The prize is organised by the Japan Camera Journal Press Club, members of which include photographic journalists from Japan’s leading photography and camera publications.
The annual award is presented to the still camera introduced in Japan over the past year that club members deem ‘most popular, valuable and innovating to the market’.
The judging committee said: ‘To become the right product as the second-generation model of the Olympus OM-D E-M5, this camera is designed for focusing in high quality – close to that of the company’s flagship, the E-M1, in terms of both functionality and operability.’
They added: ‘The 5-axis image stabilisation and 40MP high-resolution mode result in the possibility of [a] high-resolution image with a compact lens interchanging camera.
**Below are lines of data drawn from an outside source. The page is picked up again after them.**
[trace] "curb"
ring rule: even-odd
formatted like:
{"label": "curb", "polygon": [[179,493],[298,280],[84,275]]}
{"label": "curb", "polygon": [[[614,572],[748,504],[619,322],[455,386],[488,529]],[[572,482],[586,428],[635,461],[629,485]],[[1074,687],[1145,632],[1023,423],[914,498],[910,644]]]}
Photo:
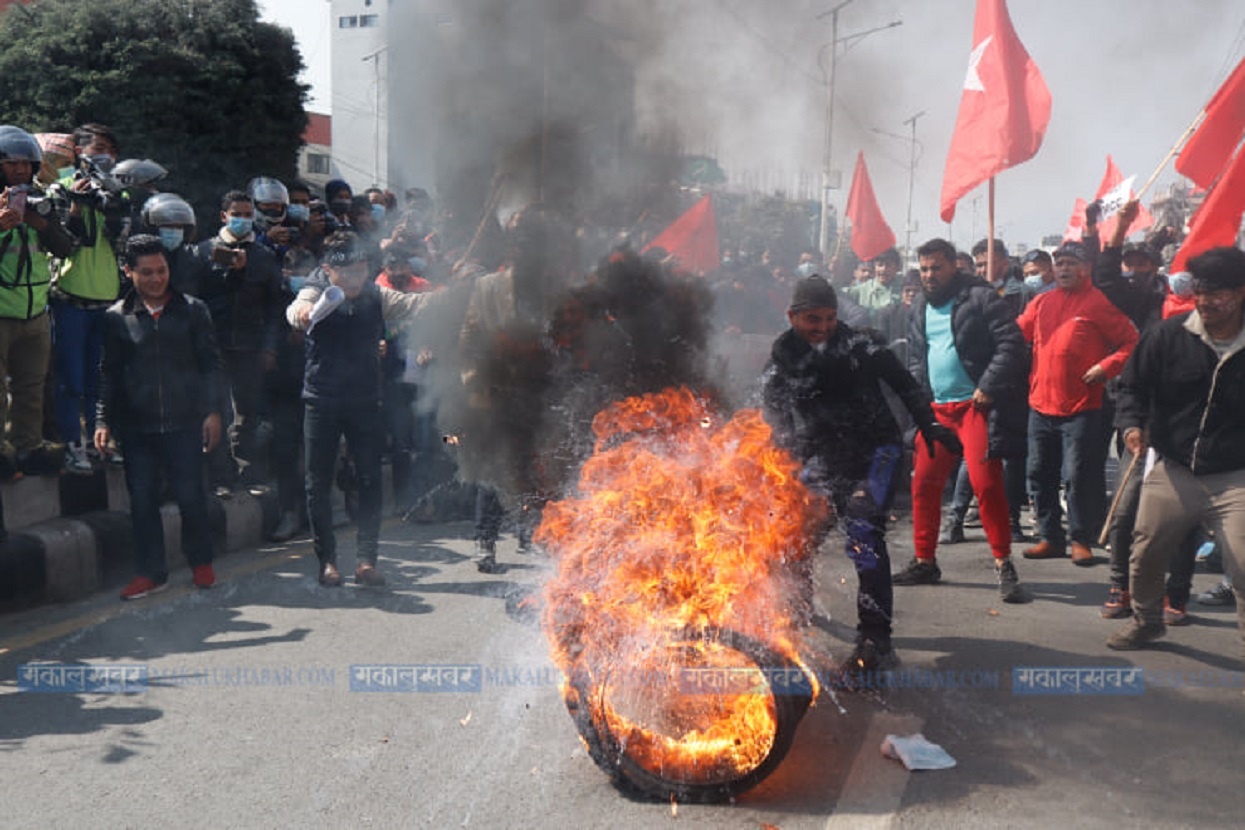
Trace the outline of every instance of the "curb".
{"label": "curb", "polygon": [[[162,506],[160,517],[169,568],[185,567],[177,505]],[[276,493],[209,496],[215,555],[262,543],[276,517]],[[0,543],[0,611],[88,596],[130,575],[133,556],[128,512],[96,510],[24,527]]]}

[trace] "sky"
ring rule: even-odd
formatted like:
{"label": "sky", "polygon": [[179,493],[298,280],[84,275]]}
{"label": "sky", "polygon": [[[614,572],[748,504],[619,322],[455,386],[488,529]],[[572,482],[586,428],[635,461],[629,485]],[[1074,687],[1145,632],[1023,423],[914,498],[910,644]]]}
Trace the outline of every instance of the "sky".
{"label": "sky", "polygon": [[[583,2],[620,31],[640,33],[621,48],[636,60],[641,128],[677,123],[688,150],[715,155],[728,173],[786,182],[804,171],[819,180],[826,94],[818,54],[830,22],[818,14],[842,0]],[[938,218],[975,5],[852,0],[839,13],[840,39],[902,21],[840,44],[832,147],[842,189],[831,198],[841,209],[863,150],[900,244],[911,146],[904,122],[917,113],[914,244],[944,236],[967,246],[985,234],[984,187],[960,202],[950,229]],[[309,66],[309,107],[328,111],[328,0],[260,6],[293,29]],[[1108,154],[1144,182],[1245,58],[1239,0],[1010,0],[1008,8],[1053,98],[1041,150],[996,180],[996,229],[1009,243],[1031,247],[1061,233],[1076,198],[1094,195]],[[1147,195],[1179,180],[1168,164]]]}

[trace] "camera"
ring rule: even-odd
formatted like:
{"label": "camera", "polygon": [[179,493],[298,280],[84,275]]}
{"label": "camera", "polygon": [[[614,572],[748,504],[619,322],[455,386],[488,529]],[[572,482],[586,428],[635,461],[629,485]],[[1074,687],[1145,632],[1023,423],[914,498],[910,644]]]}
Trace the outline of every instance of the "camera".
{"label": "camera", "polygon": [[28,184],[10,187],[6,193],[9,207],[19,214],[24,215],[26,211],[33,210],[40,216],[47,216],[52,211],[52,204],[47,197],[31,189]]}

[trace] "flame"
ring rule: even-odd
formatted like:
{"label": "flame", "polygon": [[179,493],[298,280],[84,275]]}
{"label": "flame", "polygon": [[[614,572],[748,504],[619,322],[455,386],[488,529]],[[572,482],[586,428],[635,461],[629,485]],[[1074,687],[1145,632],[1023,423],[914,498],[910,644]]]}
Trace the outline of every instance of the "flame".
{"label": "flame", "polygon": [[[824,502],[754,409],[724,422],[690,390],[667,389],[613,404],[592,426],[578,492],[548,505],[535,533],[556,563],[544,628],[568,706],[586,706],[646,770],[746,773],[777,718],[758,671],[770,667],[738,643],[803,668],[797,572]],[[693,692],[689,669],[744,672],[749,688]]]}

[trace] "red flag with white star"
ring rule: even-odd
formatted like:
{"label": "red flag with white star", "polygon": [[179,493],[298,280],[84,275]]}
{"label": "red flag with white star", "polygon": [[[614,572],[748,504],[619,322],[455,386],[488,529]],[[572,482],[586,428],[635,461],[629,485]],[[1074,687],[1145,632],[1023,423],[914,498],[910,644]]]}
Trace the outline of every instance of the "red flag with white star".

‘In addition, the camera responds to users’ needs with features including dust-and-splash proof structure and low-temperature capability to minus 10°C.’
Earlier this month, Olympus announced it was set to roll out 7,000 ‘titanium-tinted’ OM-D E-M5 Mark II cameras, in homage to the firm’s titanium-clad OM-3Ti SLR launched in 1994
Announced in February, the OM-D E-M5 Mark II Olympus is a revamped version of the enthusiast-level OM-D E-M5.
At the time, Olympus claimed to have improved its three-year-old 5-axis image stabilisation system to make it the ‘world’s most powerful IS’, delivering ‘startling image quality’.
This was made possible using a better algorithm and by installing a new motion sensor, added the firm.